Her life is one of toil, touched regularly by death as her children succumb to tuberculosis and her husband, inevitably, is killed down the pit.

But throughout it all, she runs a tidy – if cramped – home in a miners’ terrace, ensuring there are meals for her pitmen on the table, that there is plenty of comfrey to treat her children’s ailments, and that the kettle is constantly boiling.

She earns pin-money through dressmaking and she finds solace through the chapel.

But she is also very human, with human quirks – she insists on her giant four-poster bed filling up her overcrowded home – and she makes human mistakes, such as falling pregnant at the age of 18 but stubbornly refusing not only to marry the father but even to reveal his identity. She achieves great human triumphs: her delicious three-tier jam tart was the must-have centrepiece for all community gatherings.

Hannah was a dutiful daughter to her parents, easing the passing of her own mother at the age of 54 to “general decay”, or what we now consider to be complications of the menopause.

She was a caring sibling to her sister, Mary, who only weeks after getting married, was so badly burned when her nightdress caught fire at her home in Trimdon, that Hannah could only nurse her through her dying days.

Hannah was also a loyal life-partner to her husband, John. He was ten years older than her, so perhaps they married out of convenience after her youthful predicament, but he spent eight years on the other side of the world, mining in Australia in the hope of securing a better life for her away from the dangers of Durham. Together they discussed the great issues of the day – should he break his bond at the mine, should he join the Permanent Relief Fund?
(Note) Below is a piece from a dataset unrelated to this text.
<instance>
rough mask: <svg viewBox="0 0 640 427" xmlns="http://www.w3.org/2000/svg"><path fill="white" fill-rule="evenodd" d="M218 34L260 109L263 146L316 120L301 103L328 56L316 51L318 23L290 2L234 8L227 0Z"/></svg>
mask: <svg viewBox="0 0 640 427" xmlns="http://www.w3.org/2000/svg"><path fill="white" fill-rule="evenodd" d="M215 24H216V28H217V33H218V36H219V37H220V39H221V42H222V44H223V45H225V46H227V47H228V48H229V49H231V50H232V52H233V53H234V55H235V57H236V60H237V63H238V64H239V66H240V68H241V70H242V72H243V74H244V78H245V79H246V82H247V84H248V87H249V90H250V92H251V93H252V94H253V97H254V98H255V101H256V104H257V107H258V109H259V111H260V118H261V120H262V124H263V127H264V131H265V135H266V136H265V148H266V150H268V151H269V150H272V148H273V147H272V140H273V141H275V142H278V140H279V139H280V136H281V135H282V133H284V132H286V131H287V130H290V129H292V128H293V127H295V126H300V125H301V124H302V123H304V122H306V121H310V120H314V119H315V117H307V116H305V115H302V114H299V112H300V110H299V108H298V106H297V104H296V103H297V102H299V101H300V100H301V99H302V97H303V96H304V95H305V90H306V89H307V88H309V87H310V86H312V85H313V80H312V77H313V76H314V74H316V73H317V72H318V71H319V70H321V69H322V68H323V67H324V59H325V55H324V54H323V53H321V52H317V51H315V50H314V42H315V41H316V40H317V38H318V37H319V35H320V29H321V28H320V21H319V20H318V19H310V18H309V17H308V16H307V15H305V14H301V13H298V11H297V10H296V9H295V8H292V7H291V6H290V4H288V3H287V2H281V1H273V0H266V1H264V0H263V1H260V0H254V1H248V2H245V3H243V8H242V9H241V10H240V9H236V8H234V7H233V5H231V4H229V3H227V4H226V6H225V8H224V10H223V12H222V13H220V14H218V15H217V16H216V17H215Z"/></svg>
Plus, of course, she nursed him in his final days as he lay dying in the four poster bed after his right leg had been mangled by the cage at Ludworth pit bottom.
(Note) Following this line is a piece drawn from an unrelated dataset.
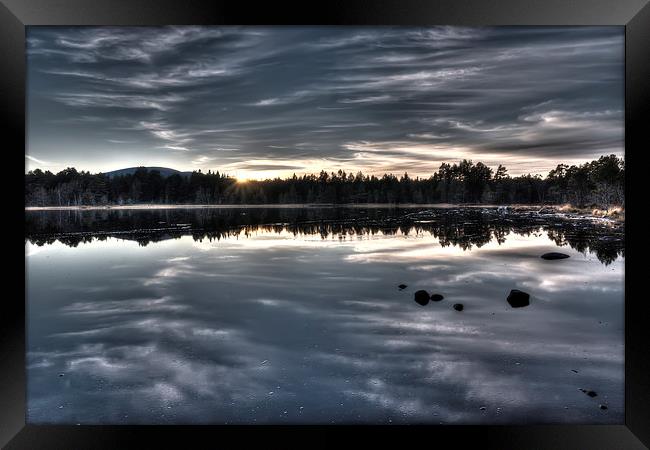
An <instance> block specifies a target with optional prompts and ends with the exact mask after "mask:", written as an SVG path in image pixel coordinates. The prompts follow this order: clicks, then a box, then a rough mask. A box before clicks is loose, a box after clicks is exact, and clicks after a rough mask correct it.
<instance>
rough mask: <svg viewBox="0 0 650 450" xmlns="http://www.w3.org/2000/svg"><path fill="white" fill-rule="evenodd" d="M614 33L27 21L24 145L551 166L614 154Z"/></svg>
mask: <svg viewBox="0 0 650 450" xmlns="http://www.w3.org/2000/svg"><path fill="white" fill-rule="evenodd" d="M623 38H624V35H623V29H622V28H621V27H480V28H465V27H429V28H411V27H363V28H361V27H129V28H115V27H110V28H107V27H74V28H65V27H38V28H36V27H35V28H30V29H28V75H29V78H28V80H29V82H28V92H29V95H28V102H29V103H28V107H29V117H28V120H29V123H30V126H29V127H28V135H29V136H28V137H29V147H28V152H27V153H28V154H32V155H39V158H38V159H39V160H41V161H47V160H65V161H71V163H72V164H74V165H75V166H77V167H79V168H81V169H86V170H93V171H100V170H111V169H116V168H120V167H123V166H127V165H141V164H150V165H162V166H171V167H174V168H178V169H181V170H192V169H197V168H202V169H204V170H207V169H213V170H220V171H223V169H227V168H228V167H237V168H238V170H240V171H243V172H242V173H241V175H244V176H245V175H246V173H245V172H246V170H245V169H243V168H245V166H246V165H247V164H248V163H249V162H250V161H275V162H274V163H273V162H272V163H270V164H267V163H264V164H259V163H255V164H253V165H254V166H257V167H251V169H250V170H249V171H248V172H247V174H248V176H249V177H250V176H253V177H265V176H276V175H280V176H286V175H290V174H291V173H293V172H296V173H313V172H318V171H320V170H321V169H325V170H338V169H339V168H342V169H344V170H346V171H352V172H356V171H358V170H362V171H364V172H369V173H377V174H379V173H383V172H384V171H392V172H394V173H403V172H405V171H408V172H409V173H410V174H411V175H419V176H429V175H430V174H431V173H432V172H433V171H434V170H436V169H437V167H438V166H439V165H440V163H441V162H455V161H458V160H460V159H462V158H472V159H474V160H475V161H477V160H481V161H484V162H486V163H488V164H490V165H496V164H498V163H500V162H502V161H505V162H507V163H508V164H509V169H510V173H511V174H520V173H527V172H532V173H546V172H547V171H548V170H550V169H551V168H553V167H554V166H555V165H556V164H557V163H558V162H568V163H580V162H583V161H586V160H590V159H593V158H597V157H598V156H600V155H602V154H610V153H614V154H616V155H618V156H622V155H623V154H624V140H623V131H624V128H623V89H624V85H623V69H624V66H623V58H624V52H623V49H624V40H623ZM87 117H95V118H97V120H93V121H90V120H86V119H84V118H87ZM62 124H63V125H62ZM142 124H150V126H143V125H142ZM107 142H108V143H111V142H125V144H122V145H119V146H116V145H111V146H110V147H107V146H106V145H107V144H106V143H107ZM354 143H364V144H363V146H362V147H365V149H362V148H360V146H359V145H354ZM352 147H354V148H352ZM379 149H381V151H380V150H379ZM41 158H44V159H41ZM314 164H315V165H314ZM271 165H273V166H274V167H276V166H277V168H271V167H266V168H265V167H264V166H271ZM44 166H45V167H44ZM29 167H32V168H33V167H42V168H48V166H47V164H42V163H39V162H38V161H35V160H29V161H28V168H29Z"/></svg>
And Hannah was a mother figure to her seven children (only three made it to adulthood) and 25 grandchildren, and also to the wider community as children who lost mothers to illness and fathers to accidents were gathered up in her skirts.

In truth, hers was a very ordinary coalfield life: she was born in 1823 in Great Lumley, and she died 1901 in Trimdon Colliery, and as she couldn’t read or write, she left no letters or diaries to be remembered by, and as she was never involved in the strikes or the dramas or the deaths of the menfolk, no fragments of her life were recorded by the papers. Women in the coalfield appear to have been largely silent as they went about the day to day drudgery.
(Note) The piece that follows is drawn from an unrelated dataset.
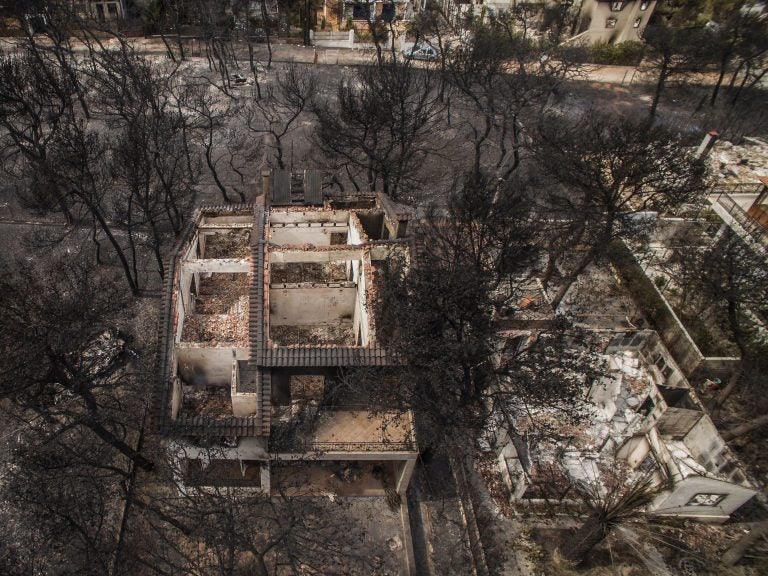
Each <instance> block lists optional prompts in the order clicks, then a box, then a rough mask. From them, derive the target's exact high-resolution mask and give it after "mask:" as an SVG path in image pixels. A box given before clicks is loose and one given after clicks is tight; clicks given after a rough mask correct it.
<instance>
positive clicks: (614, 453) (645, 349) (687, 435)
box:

But Hannah’s great-great-grand-daughter, Margaret Hedley, has found her story in the bare branches of the family tree and added flesh through researching the mandatory documents and registers of those around her. She has then added in the stories of life in Hannah’s pit villages – she lived mainly in the Ludworth and Shadforth area, but also spent a couple of years on a farm at Seldom Seen, near Willington.

Margaret, of Wheatley Hill, also had a couple of physical connections to Hannah, including her ring and a pioneering photograph, plus she had the family gossip – was Henry Winship really the father of Hannah’s first born? what caused her to fall out with her favourite daughter, Susan? why did she embark on a disastrous second marriage late in life? where did she get the recipe for the three-tier jam tart?

Margaret has weaved all these elements together to create a very vivid and human story of a woman who was at the heart of the Durham coalfield.

Hannah’s story is told in Margaret’s book, Women of the Durham Coalfield: Hannah’s Story which is published this week by The History Press – you can find it on Amazon.

Margaret is launching the book at the Wheatley Hill Mothers’ Club on March 6, when the club is celebrating its 70th anniversary, and with a talk and signing session at The Mining Art Gallery in Bishop Auckland at 6pm on March 14. Tickets are available now for £6 at the gallery.